The basic idea is that whenever you create an account that is a child account, you copy the "Ultimate Parent" field into the child record.
Usually, we setup the field as a lookup so that queries like yours are much easier. It also allows you to do some very interesting data visualization. For example, by using the parent lookup and the ultimate parent lookup fields, you could find accounts that are siblings, cousins, seconds cousins, etc.
Upvotes: 1
Reputation: 1532
You're right - there's no way to do this in a single SOQL query. Note that your second, desired, query wouldn't give you the correct results either (it would only return a record if the child account's immediate parent had no parent).
Your best bet is to do what you said in your first code block. You can traverse relationships up to 5 objects deep, so you can include parent.parent.parent.parent.parent.id in your SOQL select. Iterate through the fields - if none of them are null, then issue a second SOQL query that changes CHILD_ID to parent.parent.parent.parent.parent.id's value. That way you're guaranteed to eventually find a parent with no parent (since salesforce guarantees no cycles).
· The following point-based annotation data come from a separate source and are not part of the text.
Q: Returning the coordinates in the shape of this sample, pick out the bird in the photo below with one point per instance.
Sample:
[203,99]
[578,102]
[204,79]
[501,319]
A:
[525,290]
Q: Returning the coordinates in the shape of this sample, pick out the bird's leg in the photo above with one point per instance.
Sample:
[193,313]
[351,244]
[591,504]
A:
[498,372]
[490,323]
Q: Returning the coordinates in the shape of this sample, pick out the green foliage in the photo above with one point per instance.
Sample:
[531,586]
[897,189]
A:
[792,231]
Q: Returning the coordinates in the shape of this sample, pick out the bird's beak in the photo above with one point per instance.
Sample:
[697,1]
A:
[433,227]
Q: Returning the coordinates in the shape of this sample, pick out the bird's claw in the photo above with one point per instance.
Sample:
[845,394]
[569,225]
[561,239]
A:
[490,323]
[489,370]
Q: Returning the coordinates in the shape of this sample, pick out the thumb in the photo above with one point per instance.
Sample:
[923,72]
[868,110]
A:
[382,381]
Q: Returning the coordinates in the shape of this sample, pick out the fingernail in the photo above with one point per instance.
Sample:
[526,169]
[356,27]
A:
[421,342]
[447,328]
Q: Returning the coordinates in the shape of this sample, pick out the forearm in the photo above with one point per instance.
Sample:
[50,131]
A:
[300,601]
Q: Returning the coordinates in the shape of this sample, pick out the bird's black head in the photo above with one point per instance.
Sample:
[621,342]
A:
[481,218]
You could make this more elegant by only ever selecting parent.id in the query and doing more individual queries, but that will run you up against API/governor limits, so it's probably not a great idea.
If you could use a custom object instead of Account, you could do something like the second query, since you would be able to traverse the parent-to-child relationship from that custom object to itself, but I'm still not sure there's a single query that will give you what you want.